CFATS non-compliance enforcement actions

ISCD has the authority to pursue civil enforcement action against facilities that don’t comply with CFATS. The agency can impose a civil fine of up to $33,333 for every day a violation continues or issue an order to cease operations. Violations may include refusing to report COI, not developing or implementing security measures and knowingly providing false information. ISCD will notify a facility of a non-compliance, specify the nature of the violation and outline the steps needed to correct it before assessing fines.

How to Best Manage CFATS Compliance

Ensuring compliance with CFATS can be complex and challenging, especially if not approached in an organized manner. Creating well-defined procedures and clear organization is essential for ensuring you meet all requirements.

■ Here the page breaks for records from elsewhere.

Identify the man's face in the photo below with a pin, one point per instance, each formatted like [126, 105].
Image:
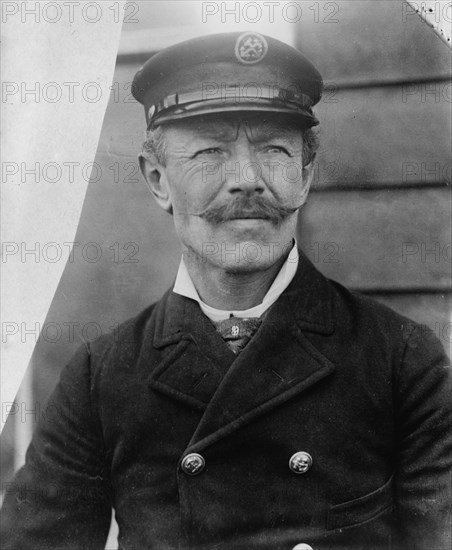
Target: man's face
[234, 185]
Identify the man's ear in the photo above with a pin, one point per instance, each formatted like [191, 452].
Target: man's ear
[156, 178]
[307, 177]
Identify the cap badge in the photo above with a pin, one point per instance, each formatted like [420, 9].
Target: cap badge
[250, 48]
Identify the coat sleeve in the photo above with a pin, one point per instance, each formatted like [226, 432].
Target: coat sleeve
[424, 419]
[61, 499]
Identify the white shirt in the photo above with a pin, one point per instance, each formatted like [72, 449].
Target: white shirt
[185, 287]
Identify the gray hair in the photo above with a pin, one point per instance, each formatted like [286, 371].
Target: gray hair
[155, 145]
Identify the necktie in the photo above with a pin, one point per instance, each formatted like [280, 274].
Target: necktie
[237, 332]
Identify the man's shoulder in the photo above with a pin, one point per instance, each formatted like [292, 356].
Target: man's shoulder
[128, 336]
[367, 317]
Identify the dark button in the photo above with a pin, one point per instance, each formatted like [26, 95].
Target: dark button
[300, 462]
[193, 464]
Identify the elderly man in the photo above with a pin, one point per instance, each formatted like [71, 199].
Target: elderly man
[257, 404]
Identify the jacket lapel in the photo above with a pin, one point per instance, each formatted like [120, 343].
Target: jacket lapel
[194, 356]
[198, 368]
[278, 363]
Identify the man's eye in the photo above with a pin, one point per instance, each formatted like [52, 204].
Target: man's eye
[277, 149]
[208, 151]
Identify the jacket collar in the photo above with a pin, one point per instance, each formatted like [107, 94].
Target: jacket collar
[199, 370]
[307, 300]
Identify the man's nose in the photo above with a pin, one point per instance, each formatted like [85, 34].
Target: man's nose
[243, 172]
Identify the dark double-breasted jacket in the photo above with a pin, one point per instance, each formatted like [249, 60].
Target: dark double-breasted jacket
[358, 387]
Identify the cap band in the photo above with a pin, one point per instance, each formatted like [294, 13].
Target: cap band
[252, 97]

An important early step in the process of managing CFATS compliance is determining who within your organization owns the CFATS process. Assigning oversight of compliance activities helps ensure that the necessary actions are taken. A facility might assign ownership of CFATS to a department such as risk management or environmental health and safety. You could also hire a new team member who will be dedicated to CFATS. Creating a cross-functional team to manage CFATS can help ensure that all aspects of compliance and safety issues are addressed. Even if one specific department or executive oversees the process, they will need to consult with other departments.

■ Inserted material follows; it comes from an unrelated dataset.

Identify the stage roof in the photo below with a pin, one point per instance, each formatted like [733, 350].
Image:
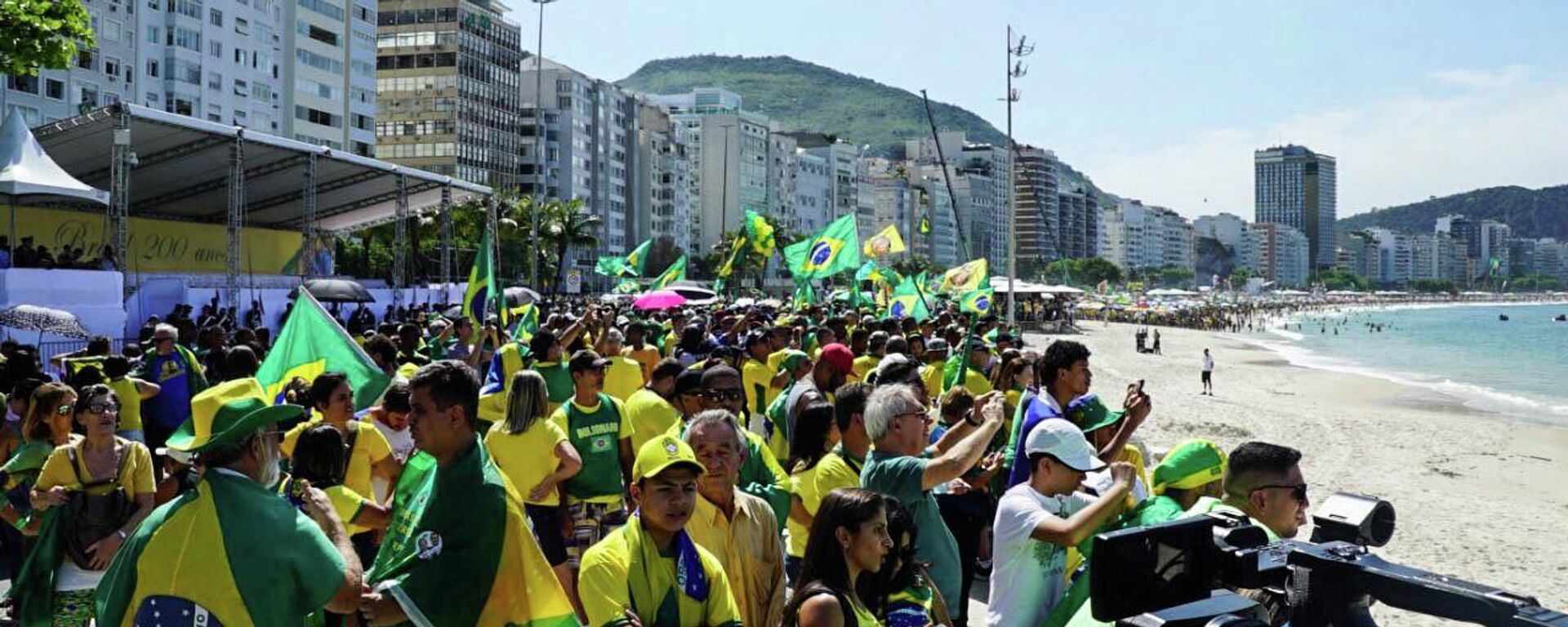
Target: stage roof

It’s also critical to create a plan for internal communication to ensure that information gets shared efficiently and securely. Ensure that all necessary employees go through Chemical-Terrorism Vulnerability Information (CVI) Authorized User Training. This DHS information protection program aims to protect information related to vulnerabilities from public disclosure or misuse.

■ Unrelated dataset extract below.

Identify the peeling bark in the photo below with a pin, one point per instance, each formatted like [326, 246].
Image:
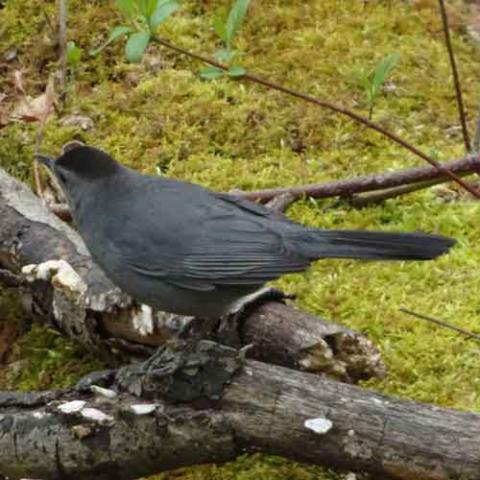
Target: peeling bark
[265, 408]
[70, 291]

Success with CFATS requires an organized, centralized approach. Using compliance software can help with this. Compliance software provides a central location through which qualified individuals can manage security protocols and ensure compliance. You can use this software to submit and manage all documents related to CFATS, providing a central source of information. A secure cloud-based platform can make this data available throughout the company and across multiple facilities. Keeping track of your data using a software platform helps you to demonstrate current as well as historical compliance. Using a compliance software can help you to reduce the time spent on compliance activities and help to increase the accuracy and availability of documentation.

Telgian Compliance Regulation Software

Our compliance regulation software can help your facility to proactively manage and effectively demonstrate compliance. It can also help to reduce the personnel hours spent supporting compliance activity by establishing a data standard across functional alignments, making documentation more readily available to qualified individuals, eliminating repetitive data entry and more.

The CFATS module within our compliance software helps you to identify and organize the requirements of the 18 RBPS and provide continuous tracking of compliance activities, documents and audits. It is designed for both SSP and ASP approaches and aligns with the DHS web platform for CFATS submissions.

Our software is hosted in the cloud, which provides various advantages such as superior availability, mobility, scalability and security as well as enhanced opportunities for collaboration. It features adherence to more than 50 global compliance standards for IT, advanced threat analytics and distributed denial-of-service defense. Our data center facilities are also guarded with increased security at each level.

In addition to CFATS, our software supports compliance with the American Chemistry Council’s Responsible Care Security Code (RCSC).